Fotografia de Luís Possolo enquanto arquitecto durante o Estado NovoFotografia de Luís Possolo enquanto arquitecto durante o Estado Novo

Este verniz pseudo-historiográfico, feito de estereótipos e de “emergências”, resiste pouco à interrogação sobre  a realidade concreta em que viviam pessoas como aquelas cujas imagens fotografadas foram apropriadas, inicialmente pela propaganda imperial do Estado Novo, e agora de novo pelo discurso nacional-patrimonialista presente na exposição no CCB. Um primeiro passo para evitar esta apropriação implica reconhecer que o olhar do colonizador não pode ser confundido com a propaganda do colonizador. Alguns dados presentes na exposição do CCB, embora genericamente ignorados enquanto fonte de interpretação oferecida ao visitante do museu, ajudam a vislumbrar outras visões, menos aprazíveis, do continente africano.

 

Da separação social

 

Num pequeno projecto para uma esplanada na Guiné, realizado em 1959 pelo arquitecto e fotógrafo Luís Possolo, este representa uma bonita e moderna estrutura. No seu desenho colocou várias pessoas, criando assim um pequeno observatório da vida social local. A atender ao balcão está um negro; a serem servidos, ao balcão e nas mesas nas esplanadas, encontram-se vários indivíduos brancos. Sendo realista, Possolo não se teria lembrado de tomar uma situação semelhante enquanto objecto das suas fotografias para a Agência Geral do Ultramar. A uma escala pequena, num espaço de lazer, que era também um espaço de trabalho, manifestava-se um aspecto característico deste mundo urbano colonial: o modo como a desigualdade racial se inscrevia nas formas de divisão do trabalho e do lazer. De modo mais estrutural e significativo, muitos dos planos urbanísticos apresentados na exposição revelam que esta visão segregada de África foi durante muito tempo um fundamento da  acção do Gabinete de Urbanização Colonial. Demonstram ainda que as técnicas urbanísticas mais modernas foram instrumento da execução de tal perspectiva. A preocupação com a racionalidade da ocupação do espaço, presente no zonamento moderno, incluía, por exemplo, a edificação de “bairros indígenas”, isto é, bairros para onde seriam remetidas as populações africanas locais.  A mesma concepção justificou a construção de infraestruturas dirigida apenas aos “indígenas”. Era importante que estas populações estivessem perto das cidades, para fornecê-las com uma força de trabalho estável, mas não perto o suficiente que justificasse um contacto demasiado próximo com a habitação dos colonos. Muitos destes planos urbanísticos foram desenhados pelo director do Gabinete de Urbanização Colonial o arquitecto João Aguiar, que teorizou sobre o assunto1. A ausência do pensamento deste alto funcionário colonial nesta exposição justifica-se, porventura, porque o modo como representa o olhar do colonizador, segregador e racista, não ser aquele que os organizadores da mostra desejavam revelar.
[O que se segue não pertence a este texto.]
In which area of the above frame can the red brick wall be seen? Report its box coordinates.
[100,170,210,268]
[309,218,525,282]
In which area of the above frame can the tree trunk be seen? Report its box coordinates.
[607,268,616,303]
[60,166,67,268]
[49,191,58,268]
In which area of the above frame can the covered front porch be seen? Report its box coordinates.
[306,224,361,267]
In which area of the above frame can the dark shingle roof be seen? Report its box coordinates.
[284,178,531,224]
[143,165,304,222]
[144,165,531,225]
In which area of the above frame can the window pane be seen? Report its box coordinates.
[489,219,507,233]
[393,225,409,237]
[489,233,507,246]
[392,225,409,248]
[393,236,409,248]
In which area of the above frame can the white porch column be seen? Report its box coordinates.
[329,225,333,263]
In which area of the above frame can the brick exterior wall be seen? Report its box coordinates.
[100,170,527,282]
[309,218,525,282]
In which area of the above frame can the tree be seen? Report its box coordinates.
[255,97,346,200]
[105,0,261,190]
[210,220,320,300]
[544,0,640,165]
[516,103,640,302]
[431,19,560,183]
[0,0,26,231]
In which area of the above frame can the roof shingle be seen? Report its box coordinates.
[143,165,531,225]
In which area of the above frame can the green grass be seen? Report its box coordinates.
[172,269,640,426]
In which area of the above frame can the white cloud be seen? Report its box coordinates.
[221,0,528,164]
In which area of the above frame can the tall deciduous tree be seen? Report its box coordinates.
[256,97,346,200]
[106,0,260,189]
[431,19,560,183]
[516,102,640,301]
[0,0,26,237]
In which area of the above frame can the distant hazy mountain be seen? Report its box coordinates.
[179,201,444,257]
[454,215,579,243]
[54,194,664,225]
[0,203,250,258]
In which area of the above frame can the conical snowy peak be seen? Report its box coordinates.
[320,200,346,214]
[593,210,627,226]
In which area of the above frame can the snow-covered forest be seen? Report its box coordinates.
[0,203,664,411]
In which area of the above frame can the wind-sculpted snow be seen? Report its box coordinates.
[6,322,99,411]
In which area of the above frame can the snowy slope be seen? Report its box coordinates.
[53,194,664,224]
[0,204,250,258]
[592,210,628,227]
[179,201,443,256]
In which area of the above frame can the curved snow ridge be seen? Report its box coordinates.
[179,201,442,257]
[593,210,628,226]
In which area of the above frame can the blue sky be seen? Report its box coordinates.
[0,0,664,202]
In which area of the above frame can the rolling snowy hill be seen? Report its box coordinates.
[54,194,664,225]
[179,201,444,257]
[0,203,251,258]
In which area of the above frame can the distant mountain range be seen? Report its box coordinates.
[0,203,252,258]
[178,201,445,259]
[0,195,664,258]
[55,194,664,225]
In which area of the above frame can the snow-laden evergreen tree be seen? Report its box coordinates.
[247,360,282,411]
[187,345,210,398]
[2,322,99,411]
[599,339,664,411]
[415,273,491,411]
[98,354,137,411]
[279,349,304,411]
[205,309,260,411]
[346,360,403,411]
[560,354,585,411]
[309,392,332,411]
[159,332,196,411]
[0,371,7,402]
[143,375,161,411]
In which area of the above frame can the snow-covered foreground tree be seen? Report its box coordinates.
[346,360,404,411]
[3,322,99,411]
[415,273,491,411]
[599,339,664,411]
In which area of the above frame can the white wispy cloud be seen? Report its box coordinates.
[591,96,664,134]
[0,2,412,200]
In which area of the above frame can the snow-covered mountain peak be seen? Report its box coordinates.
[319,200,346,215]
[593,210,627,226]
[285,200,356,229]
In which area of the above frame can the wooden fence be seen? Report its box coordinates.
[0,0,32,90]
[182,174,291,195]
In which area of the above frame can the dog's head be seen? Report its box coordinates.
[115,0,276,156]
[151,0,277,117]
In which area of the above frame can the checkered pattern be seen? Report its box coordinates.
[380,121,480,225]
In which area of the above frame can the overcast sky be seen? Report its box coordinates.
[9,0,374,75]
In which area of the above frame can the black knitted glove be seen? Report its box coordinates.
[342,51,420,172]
Esta herança de um urbanismo discriminador, em linha com as políticas coloniais portuguesas, começou a ser escondida na década de cinquenta por uma narrativa histórica que incidia sobre as características únicas que distinguiam o colonizador luso. O contexto político internacional assim o exigia. Noutro sentido, a acumulação de dezenas de milhares de africanos nas periferias das cidades obrigava a medidas concretas. A conquista dos corações e das mentes por intermédio de intervenções urbanísticas relacionava-se directamente com aqueles tempos de guerra e de independências no continente, mas também com a necessidade de gerir melhor a mão-de-obra urbana. Esta política tardia não altera o facto de a construção colonial promovida oficalmente se sustentar,  no essencial, em edifícios administrativos - ministérios, secretarias, repartições - militares, religiosos e em residências para funcionários. Mas mais importante, não pode ser utilizada para esconder a realidade vivida nas principais cidades, nomeadamente a precaridade e pobreza extremas com que se vivia nas grandes periferias urbanas, contextos de forte racialização e separação social que revelavam a ausência de um urbanismo efectivo, como alguns arquitectos, caso de Pancho Guedes, acabaram por denunciar2.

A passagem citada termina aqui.